From Casetext: Smarter Legal Research

Peterson v. First State Bank

Court of Appeals of Indiana
Nov 15, 2000
737 N.E.2d 1226 (Ind. Ct. App. 2000)

Summary

affirming reformation of agreement to add omitted term caused by clerical error because extrinsic evidence showed that plaintiffs intended to sign agreement in their professional, not personal, capacity

Summary of this case from Marion T, LLC v. Thermoforming Mach. & Equip., Inc.

Opinion

No. 62A05-0005-CV-176.

November 15, 2000.

Appeal from the Perry Circuit Court, The Honorable William E. Weikert, Special Judge, Cause No. 62C01-9812-CP-316.

Patrick A. Shoulders, Robert L. Burkart, Evansville, Indiana, Attorneys for Appellants.

Marilyn R. Ratliff, Zifmer Stayman Weitzel Shoulders, Evansville, Indiana, Attorney for Appellee.



Case Summary

Appellants-Defendants Eugene Peterson and Eileen Peterson ("the Petersons") appeal a grant of summary judgment in favor of Appellee-Plaintiff First State Bank ("Bank"), upon Bank's complaint for reformation of a loan document and enforcement of a guaranty. We affirm.

Issue

The Petersons present for our review two (restated) issues as follows:

Whether the trial court's reformation of a loan document was proper; and

Whether Bank was entitled to summary judgment against the Petersons as guarantors.

Facts and Procedural History

In 1997, the Petersons, their son Bruce Peterson ("Bruce"), and their daughter-in-law Becky Peterson ("Becky") formed Indiana Pine, LLC ("Indiana Pine"), for the purpose of constructing and operating a sawmill facility in Perry County, Indiana. The Petersons resided in Michigan; thus, only Bruce and Becky were to be involved in the day-to-day operation of the sawmill.

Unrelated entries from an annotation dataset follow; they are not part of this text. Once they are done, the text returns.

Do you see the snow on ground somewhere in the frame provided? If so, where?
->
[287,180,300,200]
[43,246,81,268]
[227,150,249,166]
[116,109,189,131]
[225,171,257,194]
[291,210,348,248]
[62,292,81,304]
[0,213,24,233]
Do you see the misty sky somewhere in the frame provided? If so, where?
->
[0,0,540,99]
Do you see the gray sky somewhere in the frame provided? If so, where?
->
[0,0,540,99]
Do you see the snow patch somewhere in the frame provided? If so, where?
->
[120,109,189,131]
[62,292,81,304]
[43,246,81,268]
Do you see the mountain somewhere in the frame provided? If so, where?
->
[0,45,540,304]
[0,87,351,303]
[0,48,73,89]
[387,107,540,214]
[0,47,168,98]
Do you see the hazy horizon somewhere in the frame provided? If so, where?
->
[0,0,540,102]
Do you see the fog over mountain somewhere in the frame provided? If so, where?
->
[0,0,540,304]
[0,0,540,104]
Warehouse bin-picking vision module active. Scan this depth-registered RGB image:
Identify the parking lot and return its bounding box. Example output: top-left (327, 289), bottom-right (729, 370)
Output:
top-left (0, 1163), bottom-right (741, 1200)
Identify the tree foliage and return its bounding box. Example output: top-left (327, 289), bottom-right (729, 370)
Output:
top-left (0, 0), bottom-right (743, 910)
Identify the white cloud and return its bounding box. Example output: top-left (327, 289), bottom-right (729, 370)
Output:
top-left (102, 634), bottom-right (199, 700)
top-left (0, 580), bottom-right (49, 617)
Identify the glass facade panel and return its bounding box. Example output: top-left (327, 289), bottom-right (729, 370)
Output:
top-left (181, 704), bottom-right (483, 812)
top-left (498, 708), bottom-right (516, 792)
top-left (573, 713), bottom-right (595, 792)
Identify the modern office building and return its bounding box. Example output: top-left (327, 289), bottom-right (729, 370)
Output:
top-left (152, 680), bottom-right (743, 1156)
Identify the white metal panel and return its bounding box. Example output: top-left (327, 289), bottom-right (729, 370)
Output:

On March 19, 1997, the Bank loaned Indiana Pine short-term construction funds in the amount of $340,000.00 and operating funds in the amount of $150,000.00. Contemporaneously, Bruce and Becky, on behalf of Indiana Pine, executed a mortgage instrument to secure the payment of the $490,000.00 promissory note.

Upon the completion of construction of the Indiana Pine facility, a long-term loan, guaranteed by the United States Small Business Administration ("SBA"), replaced the short-term construction loan. On or about July 11, 1997, the following documents were executed: a SBA standard form Promissory Note in the amount of $340,000.00 (signed by Bruce and Becky), a SBA Guaranty (signed by Bruce, Becky and the Petersons), a Promissory Note in the amount of $150,000.00 (signed by Bruce and Becky as officers of Indiana Pine), and a SBA Settlement Sheet disclosing that the Bank disbursed $490,000.00 to Indiana Pine.

The Bank received some loan payments drawn on the checking account of Indiana Pine, but the loan eventually became delinquent. On December 7, 1998, the Bank filed a complaint for real estate foreclosure and satisfaction of the promissory notes, naming as defendants Indiana Pine, Bruce, Becky, the Petersons and Tell City, Indiana. The Petersons denied liability as guarantors of the $340,000.00 note, asserting that it was a personal obligation of Bruce and Becky because their signatures were unaccompanied by any designation identifying them as officers of Indiana Pine.

Tell City was joined to set forth any interest claimed by reason of a mortgage executed by officers of Indiana Pine to Tell City to secure payment of a note for $155,400.00 and recorded in the Office of the Recorder of Perry County, Indiana. (R. 17)

On January 25, 1999, the Bank moved for summary judgment against all defendants. On March 15, 1999, the Petersons moved for partial summary judgment in their favor. On May 10, 1999, the Bank moved to amend its complaint to add a claim for reformation of the $340,000.00 note signed by Bruce and Becky.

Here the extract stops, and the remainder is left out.